Изменить стиль страницы

Я подумал о кошмаре, который они мне устроили; о том, как несколько часов пролежал без сознания; о мучительной боли, которая до сих пор дает себя знать; о жутком, бесконечно долгом ожидании в госпитале; о бешеной злости на Никки и тысяче киамов, потерянных по ее вине. Я сложил все это и попытался разом выбросить из памяти. Нет, не получается. Внутри не унималась неведомая прежде ярость, но теперь, кажется, я лишился объекта ненависти… Я посмотрел на Селиму.

— Ладно, забудем.

Ее совсем не тронуло мое великодушие и благородство. Сначала я даже немного обиделся — неужели трудно хотя бы из вежливости показать, что она ценит подобный жест — но потом вспомнил, что имею дело с Черной Вдовой.

— Еще остались нерешенные проблемы, Марид, — напомнила мне Селима. — Я до сих пор тревожусь за Никки.

— В принципе, история с немцем может оказаться правдой, — произнес я, разливая чай. — А неувязки объясняются вполне невинными причинами.

На самом деле, я сам не верил в то, что сказал. Просто хотел немного успокоить ее.

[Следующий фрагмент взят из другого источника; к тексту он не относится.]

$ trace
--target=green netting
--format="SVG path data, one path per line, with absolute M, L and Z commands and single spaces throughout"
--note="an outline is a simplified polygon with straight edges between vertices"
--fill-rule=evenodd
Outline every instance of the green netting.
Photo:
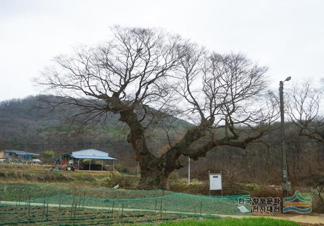
M 1 204 L 50 207 L 102 209 L 187 215 L 251 216 L 237 208 L 238 199 L 250 195 L 207 196 L 167 191 L 135 191 L 113 189 L 85 189 L 46 186 L 0 185 Z M 30 201 L 29 201 L 29 198 Z M 27 204 L 26 204 L 27 203 Z M 250 205 L 246 208 L 251 210 Z M 145 213 L 144 213 L 145 214 Z

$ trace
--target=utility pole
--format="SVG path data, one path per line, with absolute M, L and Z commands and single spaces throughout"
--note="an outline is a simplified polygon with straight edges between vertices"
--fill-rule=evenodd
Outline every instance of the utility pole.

Она взяла чашку и сжала ее в ладонях.

— Не знаю, что теперь делать.

— Возможно, какой-то тронутый тип решил всех вас укокошить, — предположила Ясмин, — и лучше на время спрятаться.

— Я думала об этом, — отозвалась Селима.

Теория моей подруги выглядела не очень убедительно. Тамико и Деви убиты совершенно разными способами. Конечно, здесь мог орудовать убийца, наделенный творческим воображением; несмотря на старые полицейские изречения насчет «неповторимого почерка», я не понимал, что запрещает нашему маньяку разнообразить методы. Но свои соображения оставил при себе.

— Ты можешь пожить в моей квартире, — сказала Ясмин, — а я переберусь к Мариду.

Мы с Селимой были одинаково ошарашены таким предложением.

— Спасибо, ты очень добра, — ответила Сестра, — я подумаю, моя сладенькая, но сначала хочу попробовать несколько других вариантов. Я дам тебе знать.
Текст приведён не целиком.